A good way to check your numbers are "close enough" is to do the simulations two or three times (like I do here),
and so check that the differences between simulations are similar to the difference to the expected column.
n = 1000
x = np.arange(1, 7)
expected = np.repeat(1/6, 6)
sim1 = rng.choice(x, size=n, replace=True)
sim2 = rng.choice(x, size=n, replace=True)
comparison_table(x, expected, sim1, sim2)

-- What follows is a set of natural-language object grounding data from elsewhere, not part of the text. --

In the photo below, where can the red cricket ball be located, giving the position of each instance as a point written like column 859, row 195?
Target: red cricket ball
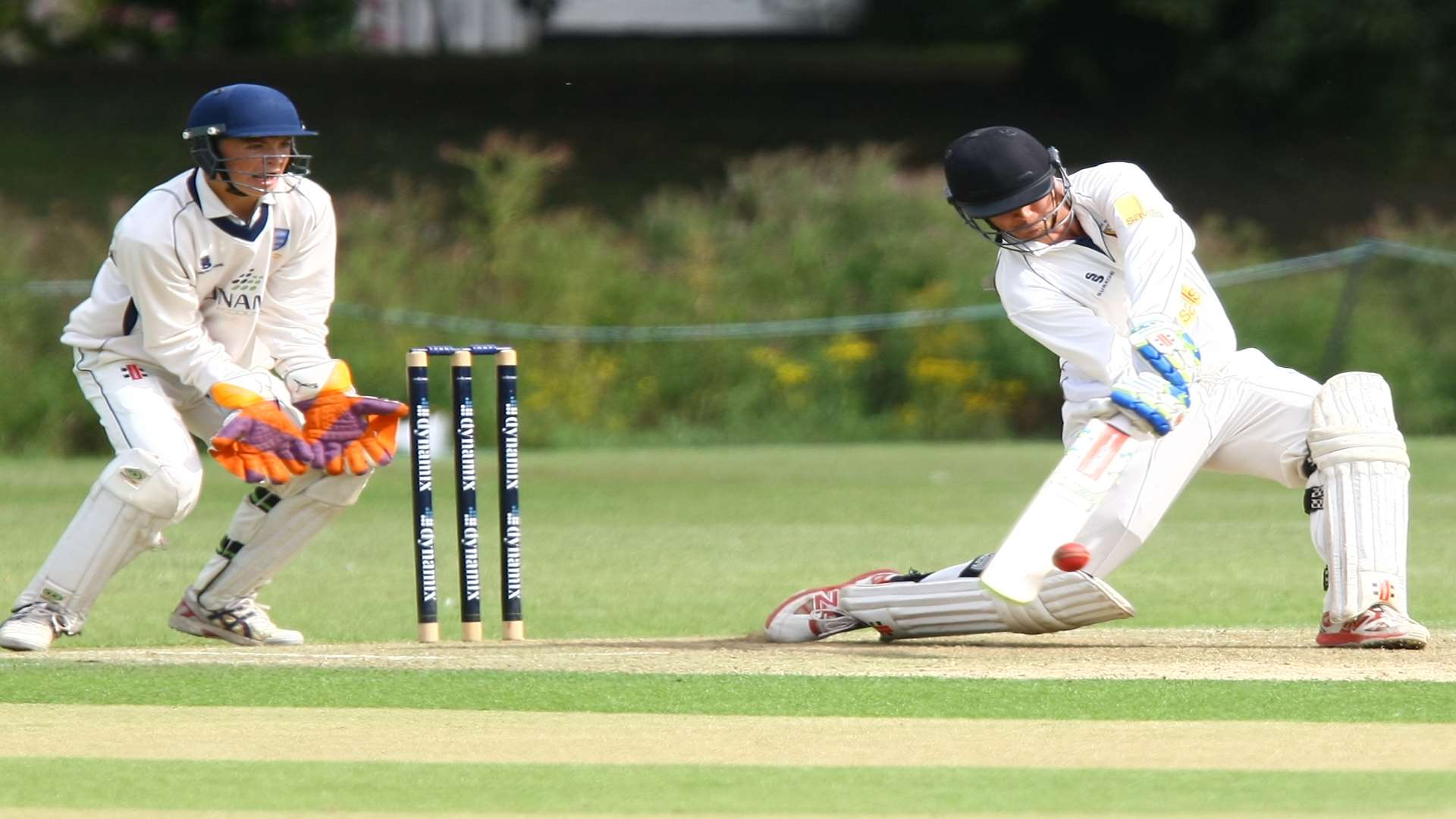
column 1071, row 557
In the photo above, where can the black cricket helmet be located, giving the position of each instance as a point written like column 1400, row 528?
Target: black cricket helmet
column 998, row 169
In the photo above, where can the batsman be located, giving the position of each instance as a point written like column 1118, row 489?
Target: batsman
column 1098, row 268
column 207, row 318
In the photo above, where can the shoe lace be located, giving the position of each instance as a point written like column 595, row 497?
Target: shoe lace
column 248, row 608
column 58, row 620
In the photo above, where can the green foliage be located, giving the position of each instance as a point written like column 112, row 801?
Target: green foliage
column 1375, row 66
column 786, row 235
column 174, row 28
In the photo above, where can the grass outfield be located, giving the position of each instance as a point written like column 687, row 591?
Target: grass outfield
column 674, row 542
column 669, row 542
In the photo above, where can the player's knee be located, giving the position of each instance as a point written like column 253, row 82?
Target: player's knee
column 1353, row 419
column 338, row 490
column 159, row 488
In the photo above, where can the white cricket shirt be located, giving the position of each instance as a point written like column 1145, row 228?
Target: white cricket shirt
column 193, row 290
column 1078, row 297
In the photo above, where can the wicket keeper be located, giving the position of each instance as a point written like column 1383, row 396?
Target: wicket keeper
column 207, row 318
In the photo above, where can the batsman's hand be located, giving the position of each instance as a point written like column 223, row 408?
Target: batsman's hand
column 1168, row 350
column 346, row 428
column 259, row 439
column 1150, row 403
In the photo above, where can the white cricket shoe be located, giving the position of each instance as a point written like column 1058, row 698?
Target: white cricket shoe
column 34, row 627
column 245, row 623
column 814, row 614
column 1378, row 627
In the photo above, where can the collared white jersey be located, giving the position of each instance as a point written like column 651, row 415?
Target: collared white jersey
column 193, row 290
column 1078, row 297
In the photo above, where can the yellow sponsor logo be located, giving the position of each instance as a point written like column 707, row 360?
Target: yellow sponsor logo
column 1131, row 210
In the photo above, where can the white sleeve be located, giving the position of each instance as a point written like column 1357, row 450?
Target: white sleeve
column 1092, row 353
column 294, row 318
column 1156, row 243
column 171, row 321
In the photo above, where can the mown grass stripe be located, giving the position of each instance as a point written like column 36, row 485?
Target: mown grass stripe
column 25, row 681
column 223, row 784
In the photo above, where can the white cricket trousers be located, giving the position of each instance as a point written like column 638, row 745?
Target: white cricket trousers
column 1248, row 419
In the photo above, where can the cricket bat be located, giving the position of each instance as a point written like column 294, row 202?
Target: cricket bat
column 1059, row 510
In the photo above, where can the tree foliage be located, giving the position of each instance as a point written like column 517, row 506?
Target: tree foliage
column 1365, row 63
column 172, row 28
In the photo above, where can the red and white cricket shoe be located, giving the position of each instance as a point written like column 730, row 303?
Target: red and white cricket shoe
column 814, row 614
column 1378, row 627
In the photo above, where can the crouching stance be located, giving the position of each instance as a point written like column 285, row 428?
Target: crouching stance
column 1098, row 268
column 207, row 319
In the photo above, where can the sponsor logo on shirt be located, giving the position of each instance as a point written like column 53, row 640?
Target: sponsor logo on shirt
column 1131, row 210
column 1100, row 279
column 240, row 295
column 1191, row 299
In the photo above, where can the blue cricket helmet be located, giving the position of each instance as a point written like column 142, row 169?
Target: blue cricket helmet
column 242, row 110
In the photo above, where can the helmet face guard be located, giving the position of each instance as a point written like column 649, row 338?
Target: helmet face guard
column 207, row 156
column 246, row 111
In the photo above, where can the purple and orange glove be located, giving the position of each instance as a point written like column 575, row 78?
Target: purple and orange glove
column 346, row 428
column 259, row 441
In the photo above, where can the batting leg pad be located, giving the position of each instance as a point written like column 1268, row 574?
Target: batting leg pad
column 271, row 526
column 965, row 607
column 127, row 507
column 1359, row 497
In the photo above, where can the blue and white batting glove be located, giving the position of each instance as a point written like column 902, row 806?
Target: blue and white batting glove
column 1153, row 406
column 1168, row 349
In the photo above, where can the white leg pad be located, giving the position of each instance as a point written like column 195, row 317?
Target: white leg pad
column 934, row 608
column 271, row 526
column 127, row 507
column 1362, row 525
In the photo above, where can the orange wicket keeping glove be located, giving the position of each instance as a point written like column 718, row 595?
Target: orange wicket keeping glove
column 350, row 430
column 259, row 441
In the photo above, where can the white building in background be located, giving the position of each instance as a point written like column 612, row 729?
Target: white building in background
column 504, row 27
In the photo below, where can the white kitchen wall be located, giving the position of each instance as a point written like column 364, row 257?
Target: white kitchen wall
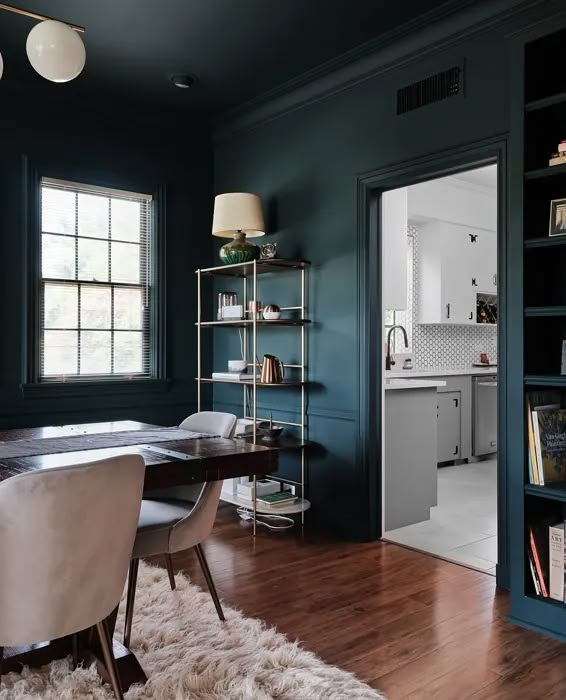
column 442, row 346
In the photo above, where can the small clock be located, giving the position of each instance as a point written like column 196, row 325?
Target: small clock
column 268, row 251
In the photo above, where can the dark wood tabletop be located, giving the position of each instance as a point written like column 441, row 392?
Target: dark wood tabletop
column 210, row 459
column 204, row 459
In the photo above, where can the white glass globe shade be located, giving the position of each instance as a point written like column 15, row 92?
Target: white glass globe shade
column 55, row 51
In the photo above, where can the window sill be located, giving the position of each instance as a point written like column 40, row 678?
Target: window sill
column 95, row 388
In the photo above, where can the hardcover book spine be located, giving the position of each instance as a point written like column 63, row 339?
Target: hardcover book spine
column 557, row 560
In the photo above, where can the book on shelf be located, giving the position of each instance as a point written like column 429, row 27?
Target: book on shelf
column 546, row 437
column 557, row 561
column 274, row 500
column 538, row 550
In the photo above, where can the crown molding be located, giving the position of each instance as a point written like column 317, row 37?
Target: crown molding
column 427, row 34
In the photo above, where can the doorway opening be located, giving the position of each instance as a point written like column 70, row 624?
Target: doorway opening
column 440, row 304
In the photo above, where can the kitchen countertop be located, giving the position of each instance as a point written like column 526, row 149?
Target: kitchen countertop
column 408, row 383
column 440, row 372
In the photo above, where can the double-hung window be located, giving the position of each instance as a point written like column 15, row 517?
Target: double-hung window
column 95, row 286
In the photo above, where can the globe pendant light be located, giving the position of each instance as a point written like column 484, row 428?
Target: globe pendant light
column 55, row 51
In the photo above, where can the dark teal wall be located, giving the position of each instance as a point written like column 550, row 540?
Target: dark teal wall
column 305, row 165
column 124, row 148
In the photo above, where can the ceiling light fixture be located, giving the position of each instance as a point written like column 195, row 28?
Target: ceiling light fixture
column 183, row 81
column 55, row 49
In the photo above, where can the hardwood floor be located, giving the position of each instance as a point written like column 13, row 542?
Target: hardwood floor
column 409, row 624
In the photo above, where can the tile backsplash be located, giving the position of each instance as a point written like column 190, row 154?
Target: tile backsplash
column 450, row 347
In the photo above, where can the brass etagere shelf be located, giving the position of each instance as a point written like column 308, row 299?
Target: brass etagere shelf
column 297, row 318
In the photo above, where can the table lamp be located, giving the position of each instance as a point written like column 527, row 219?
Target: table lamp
column 238, row 215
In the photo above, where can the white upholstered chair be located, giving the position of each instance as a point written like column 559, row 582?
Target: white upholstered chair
column 176, row 519
column 66, row 538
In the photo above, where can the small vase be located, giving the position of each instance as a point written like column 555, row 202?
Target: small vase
column 239, row 250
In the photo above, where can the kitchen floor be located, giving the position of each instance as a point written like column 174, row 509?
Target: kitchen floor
column 463, row 526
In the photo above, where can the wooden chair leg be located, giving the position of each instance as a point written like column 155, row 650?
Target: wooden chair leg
column 169, row 565
column 75, row 642
column 209, row 582
column 109, row 660
column 130, row 600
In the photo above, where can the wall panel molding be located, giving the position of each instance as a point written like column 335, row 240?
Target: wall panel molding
column 434, row 31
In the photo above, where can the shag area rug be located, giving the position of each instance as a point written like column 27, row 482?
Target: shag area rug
column 188, row 654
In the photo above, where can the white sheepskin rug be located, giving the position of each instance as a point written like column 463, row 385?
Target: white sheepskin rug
column 188, row 654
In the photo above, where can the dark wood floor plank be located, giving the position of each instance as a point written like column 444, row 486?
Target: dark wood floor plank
column 412, row 625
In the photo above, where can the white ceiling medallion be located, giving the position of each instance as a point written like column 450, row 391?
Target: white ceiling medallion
column 55, row 49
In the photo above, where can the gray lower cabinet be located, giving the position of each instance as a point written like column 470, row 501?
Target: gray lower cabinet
column 449, row 426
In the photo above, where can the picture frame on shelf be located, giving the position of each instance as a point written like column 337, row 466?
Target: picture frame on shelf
column 557, row 223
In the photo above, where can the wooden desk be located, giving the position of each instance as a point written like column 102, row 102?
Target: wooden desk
column 206, row 459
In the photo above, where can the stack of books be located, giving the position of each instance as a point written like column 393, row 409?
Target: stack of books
column 559, row 158
column 547, row 558
column 546, row 430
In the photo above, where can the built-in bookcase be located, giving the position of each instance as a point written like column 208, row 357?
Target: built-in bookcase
column 544, row 294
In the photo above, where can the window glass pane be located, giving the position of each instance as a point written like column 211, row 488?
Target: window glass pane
column 128, row 352
column 128, row 309
column 60, row 355
column 125, row 263
column 95, row 352
column 96, row 307
column 58, row 211
column 93, row 260
column 93, row 216
column 58, row 257
column 60, row 306
column 126, row 220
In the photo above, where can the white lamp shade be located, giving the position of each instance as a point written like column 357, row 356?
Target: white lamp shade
column 237, row 211
column 55, row 51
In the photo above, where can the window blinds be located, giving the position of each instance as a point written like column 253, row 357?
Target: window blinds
column 95, row 287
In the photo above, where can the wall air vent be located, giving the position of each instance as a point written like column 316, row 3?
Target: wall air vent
column 432, row 89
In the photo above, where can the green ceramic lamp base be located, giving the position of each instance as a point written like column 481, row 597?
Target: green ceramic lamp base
column 238, row 250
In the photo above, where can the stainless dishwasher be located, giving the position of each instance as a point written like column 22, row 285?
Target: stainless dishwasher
column 484, row 431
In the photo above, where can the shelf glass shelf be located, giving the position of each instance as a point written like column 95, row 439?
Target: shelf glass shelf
column 241, row 323
column 545, row 380
column 544, row 311
column 545, row 242
column 554, row 492
column 248, row 382
column 299, row 506
column 548, row 171
column 261, row 266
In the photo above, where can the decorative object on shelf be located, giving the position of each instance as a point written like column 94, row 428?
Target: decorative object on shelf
column 271, row 312
column 559, row 158
column 272, row 370
column 254, row 309
column 268, row 251
column 557, row 225
column 238, row 215
column 226, row 299
column 237, row 365
column 55, row 49
column 486, row 309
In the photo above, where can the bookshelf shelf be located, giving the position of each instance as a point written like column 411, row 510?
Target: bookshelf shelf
column 253, row 333
column 544, row 311
column 556, row 380
column 545, row 242
column 555, row 492
column 548, row 171
column 544, row 102
column 247, row 322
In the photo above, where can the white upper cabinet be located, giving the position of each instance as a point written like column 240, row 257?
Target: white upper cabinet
column 455, row 263
column 394, row 249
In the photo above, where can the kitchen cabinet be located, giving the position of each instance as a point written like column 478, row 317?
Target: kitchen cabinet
column 449, row 426
column 394, row 249
column 455, row 263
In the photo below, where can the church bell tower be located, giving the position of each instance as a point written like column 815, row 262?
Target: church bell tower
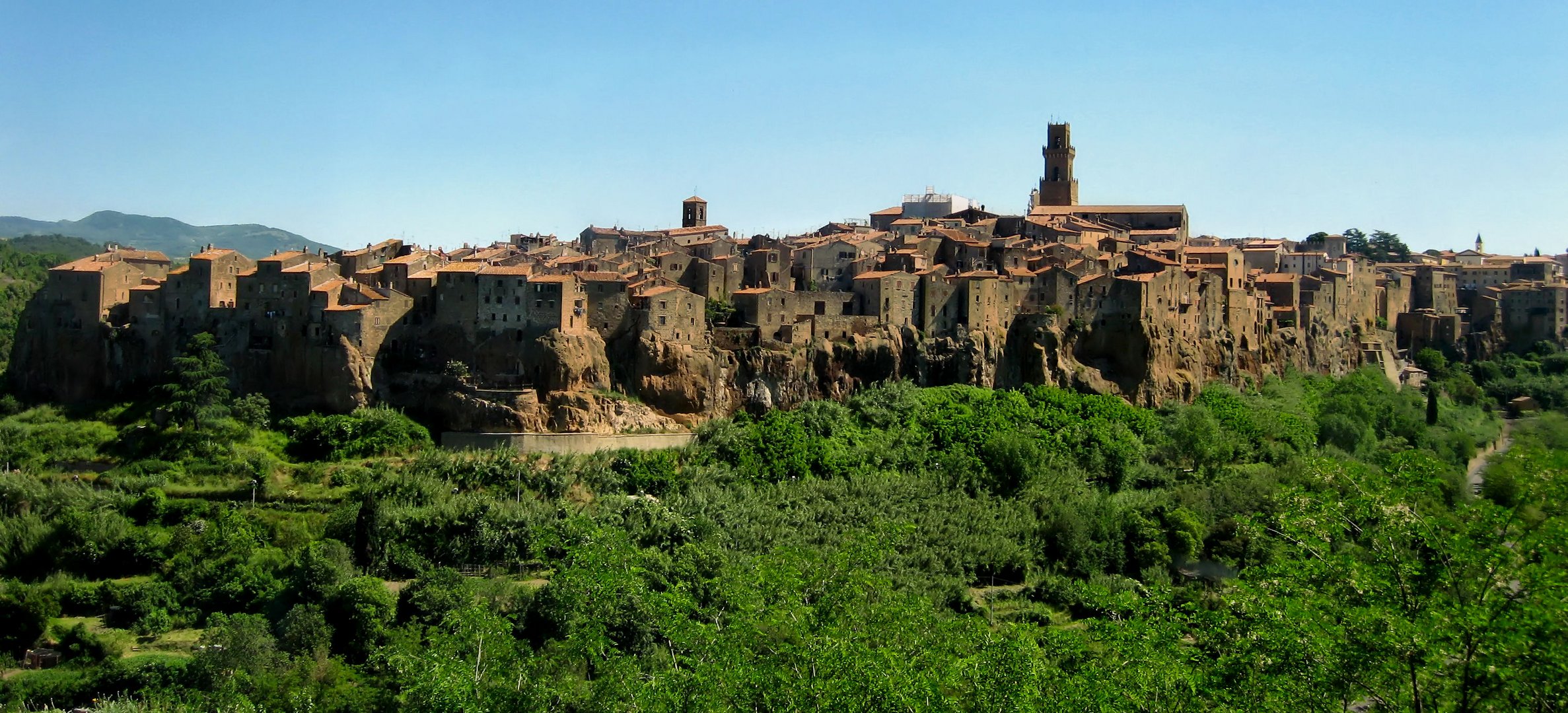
column 694, row 212
column 1057, row 187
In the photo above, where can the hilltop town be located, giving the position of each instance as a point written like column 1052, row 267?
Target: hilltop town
column 653, row 329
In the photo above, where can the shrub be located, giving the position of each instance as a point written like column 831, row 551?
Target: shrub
column 81, row 644
column 375, row 431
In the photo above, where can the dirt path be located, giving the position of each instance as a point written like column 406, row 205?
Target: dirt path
column 1479, row 463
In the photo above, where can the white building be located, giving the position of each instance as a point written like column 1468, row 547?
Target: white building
column 932, row 204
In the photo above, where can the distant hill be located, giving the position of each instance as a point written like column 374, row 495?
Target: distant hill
column 164, row 234
column 68, row 248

x | expected | sim0 | sim1 | |
---|---|---|---|---|
0 | 1 | 0.166667 | 0.180 | 0.166 |
1 | 2 | 0.166667 | 0.183 | 0.173 |
2 | 3 | 0.166667 | 0.137 | 0.156 |
3 | 4 | 0.166667 | 0.151 | 0.172 |
4 | 5 | 0.166667 | 0.166 | 0.170 |
5 | 6 | 0.166667 | 0.183 | 0.163 |
1. The Binomial distribution¶
A random variable $X$ has a Binomial($n$, $p$) distribution if $\mathbb{P}\{ X = k \} = \binom{n}{k} p^k (1-p)^{n-k}$, where $\binom{n}{k} = n! / (k! (n-k)!)$, for $0 \le k \le n$.
(a) This has the following interpretation: suppose you try to do something $n$ times, and each time the chance you succeed is $p$, independently of everything else. $X$ is the total number of successes. Write a function to simulate a random number in this way.
(b) Check your function by simulating at least 10,000 random draws with $n=20$ and $p=0.3$, and making a table comparing the observed and expected proportions of these draws that are $k$ for each $0 \le k \le 20$.
(c) Make up a story in which you'd get a Binomial distribution, being clear exactly which are the numbers that could be plotted to show the distribution.
Note: you can do the factorial, $n!$, by math.factorial( )
.
2. The Poisson distribution¶
A random variable $X$ has a Poisson($\lambda$) distribution if $\mathbb{P}\{ X = k \} = \frac{\lambda^k}{k!} e^{-\lambda}$, for $k \ge 0$.
(a) The Poisson distribution is a good approximation for
"the number of rare events", i.e., for the Binomial when $n$ is large but $p$ is small.
Simulate at least 10,000 draws from the Poisson($5$) distribution
and compare their distribution to
the same number of draws from the Binomial(10, 0.5), the Binomial(100, 0.05), and the Binomial(1000, 0.005).
(Note: you may use rng.binomial( )
instead of the function you wrote above.)
(b) Make up a story in which you might get the Poisson distribution, being clear exactly which are the numbers that could be plotted to show the distribution.
(c) Suppose that $X \sim \text{Poisson}(5)$. Write down a mathematical expression for $\mathbb{E}[X (X-1)]$ using the definition of expectation, and evaluate it either with math or simulation.
3. The Normal distribution¶
The Normal distribution is additive, meaning that if $X_1$ is Normal with mean $\mu_1$ and variance $\sigma^2_1$ and $X_2$ is Normal with mean $\mu_2$ and variance $\sigma^2_2$, independent of $X_1$, then $X_1 + X_2$ is again Normal, with mean $\mu_1 + \mu_2$ and variance $\sigma_1^2 + \sigma_2^2$.
(a) Simulate a large number of draws of $X_1$ and $X_2$ above with $\mu_1 = 0$, $\sigma^2_1 = 2$, $\mu_2 = 3$, and $\sigma^2_2 = 1.5$, and compare the distribution to $X_3 \sim \text{Normal}(3, 4.5)$ by plotting the histogram of $X_1 + X_2$ and the histogram of draws from the second Normal.
(b) One way the Normal distribution arises is by adding together lots of independent things (e.g., the cumulative effect of lots of small, additive errors). Make up a story in which you might get a Normal distribution, being clear exactly which are the numbers that could be plotted to show the distribution.